Both brothers have had run-ins with the law. The older one pleaded guilty in 2012 to aggravated battery and was sentenced to two years of probation for a stabbing that occurred a year earlier about a block away from the brothers’ home, according to Cook County records. His brother was ticketed for a DUI in 2015.
On the day police announced they had taken the brothers into custody, Smollett gave his first TV interview about the incident and tried to end doubts that have grown about the attack.
“I respect too much the people who — I am now one of those people — who have been attacked in any way,” he told “Good Morning America” co-anchor Roberts. “You do such a disservice when you lie about things like this.”
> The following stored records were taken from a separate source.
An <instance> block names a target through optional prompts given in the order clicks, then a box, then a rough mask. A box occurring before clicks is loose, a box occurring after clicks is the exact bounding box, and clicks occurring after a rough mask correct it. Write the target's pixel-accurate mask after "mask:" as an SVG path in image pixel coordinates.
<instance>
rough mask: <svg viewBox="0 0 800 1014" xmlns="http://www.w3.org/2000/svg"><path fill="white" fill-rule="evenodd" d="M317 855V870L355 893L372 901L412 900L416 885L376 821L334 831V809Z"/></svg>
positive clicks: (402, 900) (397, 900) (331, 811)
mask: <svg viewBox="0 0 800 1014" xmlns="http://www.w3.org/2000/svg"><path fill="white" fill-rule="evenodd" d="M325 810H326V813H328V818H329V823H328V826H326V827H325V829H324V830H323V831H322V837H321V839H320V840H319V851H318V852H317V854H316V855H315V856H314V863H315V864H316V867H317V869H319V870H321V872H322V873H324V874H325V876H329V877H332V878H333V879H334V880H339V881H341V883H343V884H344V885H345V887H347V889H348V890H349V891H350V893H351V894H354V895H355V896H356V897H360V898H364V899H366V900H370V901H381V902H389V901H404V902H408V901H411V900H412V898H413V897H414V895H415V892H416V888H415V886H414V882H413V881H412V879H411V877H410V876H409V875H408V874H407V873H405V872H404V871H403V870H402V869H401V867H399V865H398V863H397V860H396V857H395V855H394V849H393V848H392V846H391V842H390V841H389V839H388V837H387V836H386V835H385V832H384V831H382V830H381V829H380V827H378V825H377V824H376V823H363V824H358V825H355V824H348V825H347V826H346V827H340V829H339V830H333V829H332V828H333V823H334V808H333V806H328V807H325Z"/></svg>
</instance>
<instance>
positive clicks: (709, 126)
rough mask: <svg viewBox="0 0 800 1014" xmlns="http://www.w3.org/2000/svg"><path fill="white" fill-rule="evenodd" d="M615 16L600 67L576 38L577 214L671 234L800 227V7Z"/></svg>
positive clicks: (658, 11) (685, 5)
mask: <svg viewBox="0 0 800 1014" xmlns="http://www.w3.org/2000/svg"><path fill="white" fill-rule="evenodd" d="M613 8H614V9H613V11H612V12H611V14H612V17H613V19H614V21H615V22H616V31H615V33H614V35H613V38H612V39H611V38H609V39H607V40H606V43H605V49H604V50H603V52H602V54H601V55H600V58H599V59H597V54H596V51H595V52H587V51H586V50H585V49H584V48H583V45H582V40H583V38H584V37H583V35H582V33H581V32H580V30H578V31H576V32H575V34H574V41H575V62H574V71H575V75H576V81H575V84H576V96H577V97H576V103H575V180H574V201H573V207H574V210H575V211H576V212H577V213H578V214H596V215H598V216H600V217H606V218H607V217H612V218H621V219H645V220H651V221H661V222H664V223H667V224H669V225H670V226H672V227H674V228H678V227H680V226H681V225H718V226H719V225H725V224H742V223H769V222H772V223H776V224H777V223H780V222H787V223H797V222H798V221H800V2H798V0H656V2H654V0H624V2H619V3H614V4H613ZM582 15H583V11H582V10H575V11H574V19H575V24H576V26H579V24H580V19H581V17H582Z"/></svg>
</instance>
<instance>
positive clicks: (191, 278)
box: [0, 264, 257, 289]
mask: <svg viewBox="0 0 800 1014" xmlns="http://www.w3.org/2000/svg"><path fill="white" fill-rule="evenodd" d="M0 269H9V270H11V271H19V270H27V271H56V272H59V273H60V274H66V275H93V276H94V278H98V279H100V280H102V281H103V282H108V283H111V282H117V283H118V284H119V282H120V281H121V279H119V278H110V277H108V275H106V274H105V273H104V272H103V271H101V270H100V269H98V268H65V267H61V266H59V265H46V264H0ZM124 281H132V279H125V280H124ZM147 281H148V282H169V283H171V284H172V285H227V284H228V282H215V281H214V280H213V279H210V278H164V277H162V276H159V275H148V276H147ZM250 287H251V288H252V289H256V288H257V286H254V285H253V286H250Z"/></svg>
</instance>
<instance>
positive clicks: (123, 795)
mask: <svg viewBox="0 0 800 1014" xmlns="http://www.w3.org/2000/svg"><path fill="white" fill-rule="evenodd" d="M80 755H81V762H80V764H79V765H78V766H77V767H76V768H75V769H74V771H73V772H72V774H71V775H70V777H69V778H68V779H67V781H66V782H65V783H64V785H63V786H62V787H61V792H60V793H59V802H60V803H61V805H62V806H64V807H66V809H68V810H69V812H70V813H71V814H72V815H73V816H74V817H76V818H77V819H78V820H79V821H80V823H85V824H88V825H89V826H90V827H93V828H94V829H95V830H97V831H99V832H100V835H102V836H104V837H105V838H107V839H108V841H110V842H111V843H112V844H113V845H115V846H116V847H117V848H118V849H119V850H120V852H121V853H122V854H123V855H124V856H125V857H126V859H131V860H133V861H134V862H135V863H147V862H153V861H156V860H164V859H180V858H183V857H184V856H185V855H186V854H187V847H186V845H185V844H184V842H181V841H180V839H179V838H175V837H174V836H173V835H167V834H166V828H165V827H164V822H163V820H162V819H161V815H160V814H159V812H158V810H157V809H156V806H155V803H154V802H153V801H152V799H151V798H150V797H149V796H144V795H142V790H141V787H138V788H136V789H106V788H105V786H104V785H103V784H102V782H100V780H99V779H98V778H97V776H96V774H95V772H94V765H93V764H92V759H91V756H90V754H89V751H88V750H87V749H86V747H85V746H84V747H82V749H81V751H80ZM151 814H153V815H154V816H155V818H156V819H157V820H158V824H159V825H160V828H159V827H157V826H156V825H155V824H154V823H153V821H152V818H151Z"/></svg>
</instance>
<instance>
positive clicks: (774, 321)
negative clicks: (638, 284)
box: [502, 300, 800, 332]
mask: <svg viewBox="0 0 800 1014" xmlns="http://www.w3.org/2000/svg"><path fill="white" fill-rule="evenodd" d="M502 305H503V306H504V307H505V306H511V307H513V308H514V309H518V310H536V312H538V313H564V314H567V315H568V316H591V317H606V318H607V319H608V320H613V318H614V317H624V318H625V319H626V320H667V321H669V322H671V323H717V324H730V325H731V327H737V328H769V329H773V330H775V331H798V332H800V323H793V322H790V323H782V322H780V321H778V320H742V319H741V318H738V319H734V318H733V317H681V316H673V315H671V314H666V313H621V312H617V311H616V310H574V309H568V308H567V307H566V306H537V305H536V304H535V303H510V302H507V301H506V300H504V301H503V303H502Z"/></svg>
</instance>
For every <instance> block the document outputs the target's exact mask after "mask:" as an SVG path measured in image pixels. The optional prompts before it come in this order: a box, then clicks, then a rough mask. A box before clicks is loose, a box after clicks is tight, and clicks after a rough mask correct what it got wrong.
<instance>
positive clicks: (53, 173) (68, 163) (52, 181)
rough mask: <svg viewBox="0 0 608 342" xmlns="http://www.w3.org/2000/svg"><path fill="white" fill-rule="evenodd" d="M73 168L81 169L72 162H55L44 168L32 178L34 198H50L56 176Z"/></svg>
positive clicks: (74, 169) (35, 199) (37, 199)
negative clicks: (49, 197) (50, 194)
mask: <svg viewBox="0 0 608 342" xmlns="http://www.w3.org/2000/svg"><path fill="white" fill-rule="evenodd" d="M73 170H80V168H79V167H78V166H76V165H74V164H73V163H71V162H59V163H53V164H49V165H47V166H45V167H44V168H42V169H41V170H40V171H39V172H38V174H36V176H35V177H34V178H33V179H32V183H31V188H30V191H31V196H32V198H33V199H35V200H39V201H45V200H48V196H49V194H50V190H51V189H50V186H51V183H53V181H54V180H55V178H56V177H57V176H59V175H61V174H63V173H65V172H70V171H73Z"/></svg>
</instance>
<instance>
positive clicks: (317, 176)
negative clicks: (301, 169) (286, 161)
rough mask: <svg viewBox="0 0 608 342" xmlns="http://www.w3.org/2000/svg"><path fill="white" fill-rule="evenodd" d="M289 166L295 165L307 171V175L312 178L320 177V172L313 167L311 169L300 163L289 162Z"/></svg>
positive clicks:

A week before the attack, Smollett told police he received a threatening letter at work. Witnesses told police a postal worker dropped off the letter at the Chicago studio where “Empire” is filmed. It was postmarked in southwest suburban Bedford Park on Jan. 18 and bore two American flag stamps. The letters “MAGA” were written in the upper-left corner of the envelope.
Smollett said a stick figure was shown hanging from a tree with the words, “Smollett Jussie you will die black (expletive).”
“Did I make that up too?” Smollett asked in the interview with Roberts.
Police have not said whether they believe the two incidents are related, and so far they are being investigated separately — the letter by the FBI and the alleged attack by Chicago police.
Chicago detectives have sought Smollett’s phone records since shortly after he reported the attack because he said he was on the phone with his manager when it occurred. But police said this week that the records Smollett and his manager provided were redacted PDFs that were not sufficient for solving the case.
“They wanted me to give my phone to the tech for three to four hours. I’m sorry but — I’m not gonna do that,” Smollett said. “Because I have private pictures and videos and numbers: my partner’s number, my family’s number, my castmates’ numbers, my friends’ numbers, my private emails, my private songs, my private voice memos.”
He added: “I don’t know what that’s gonna be, to hand over my phone for — and honestly, by then, inaccurate, false statements had already been put out there.”